The method of claim 1,
The probability calculation unit 25 is a small-scale learning data set-based deep learning system, characterized in that it is equipped with the following Equation 1 and calculates a probability value by using it.

[Equation 1]

G : Generative Model to be applied to the generating unit
D: Discriminative Model to be applied to the verification unit
p _z : probability distribution of z
z : randomly generated noise variable
x : actual data

: Probability that D sees real data x and determines that it is real data

The method of claim 1,
The verification unit 22 compares the similarity between the given training data sets and clusters each, and based on the clustered weight, the training data and the meta-learning model to be applied further include a similarity clusterer for giving an application weight. A deep learning system based on a small training data set.

7. The method of claim 6,
The similarity clusterer uses any one of measurement algorithms such as Euclidean distance, Mahalanobis distance, Minkowski distance, and cosine similarity in determining the similarity of data.
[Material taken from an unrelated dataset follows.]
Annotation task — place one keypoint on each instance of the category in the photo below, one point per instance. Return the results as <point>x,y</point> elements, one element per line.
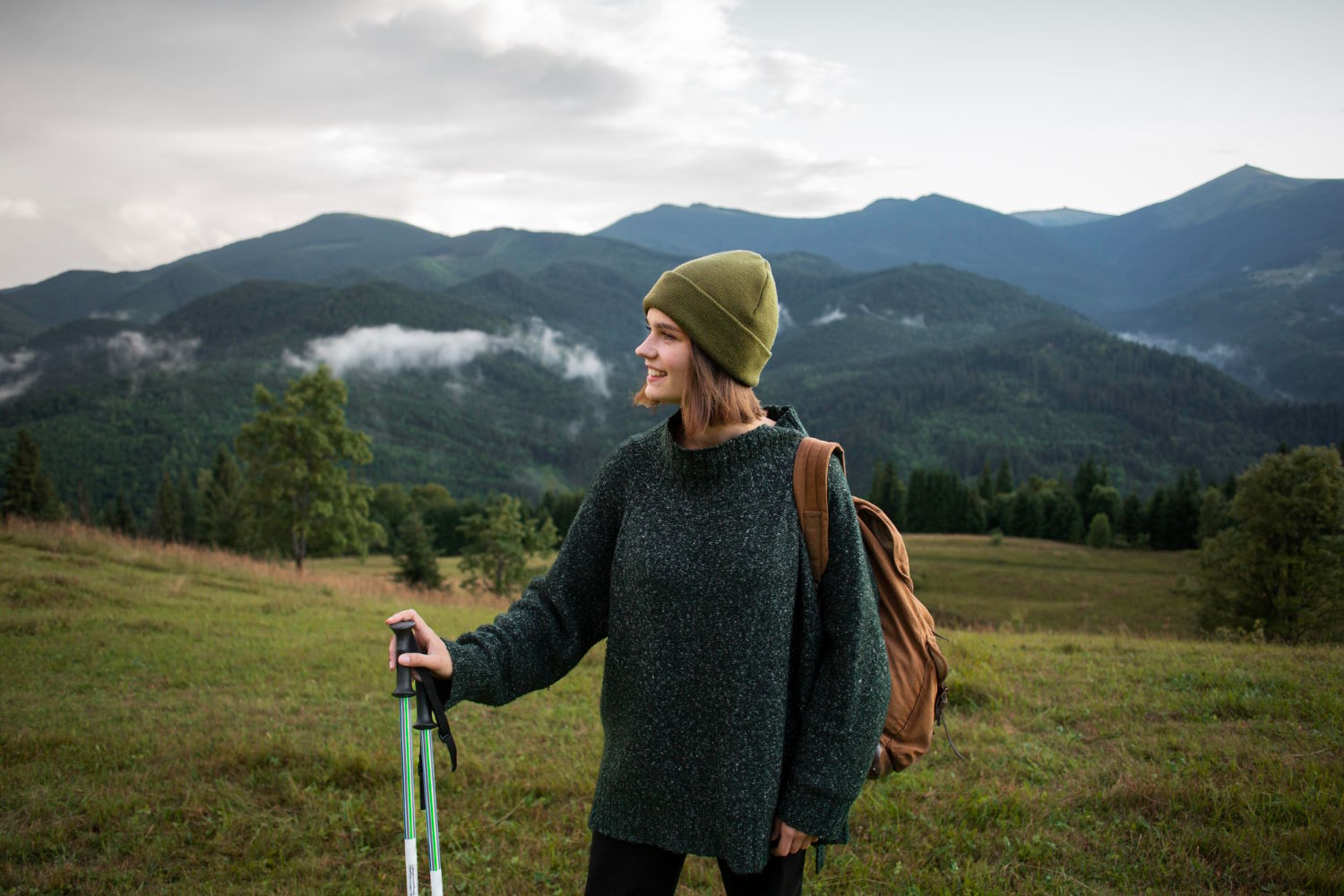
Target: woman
<point>741,704</point>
A small learning data set-based deep learning system.

In a deep learning learning method using a small learning data set-based deep learning system,
For deep learning model learning using the imbalance analyzer unit 10, determining the data imbalance in the input training data set (S10);
After determining the imbalance (S10), dividing the data into a small learning data set and a reference data set in a data imbalance situation (S20);
receiving a small-scale learning data set and a reference data set and generating a new data set through the data generating unit 20 (S30);
After generating the data set (S30), determining whether the data set is a virtual generated data set by comparing the generated data with the small-scale learning data (S40);
selecting the generated learning data as the verification probability value verified through the probability calculation unit 25 of the data generation unit 20 converges to 0.5 (S50);
Measuring the similarity between the data in the training data set through the model verification unit 22 of the data generating unit 20 (S60);
clustering data according to the degree of similarity (S70);
applying the previously learned deep learning model according to the similarity information (S80);
designating weights and hyperparameters of the applied deep learning model (S90); and learning the deep learning model by designating the generated training data set, weights, and initial hyperparameter values (S100); and
A deep learning learning method using a small learning data set-based deep learning system, characterized in that it consists of the step (S110) of performing inference through the learned deep learning model.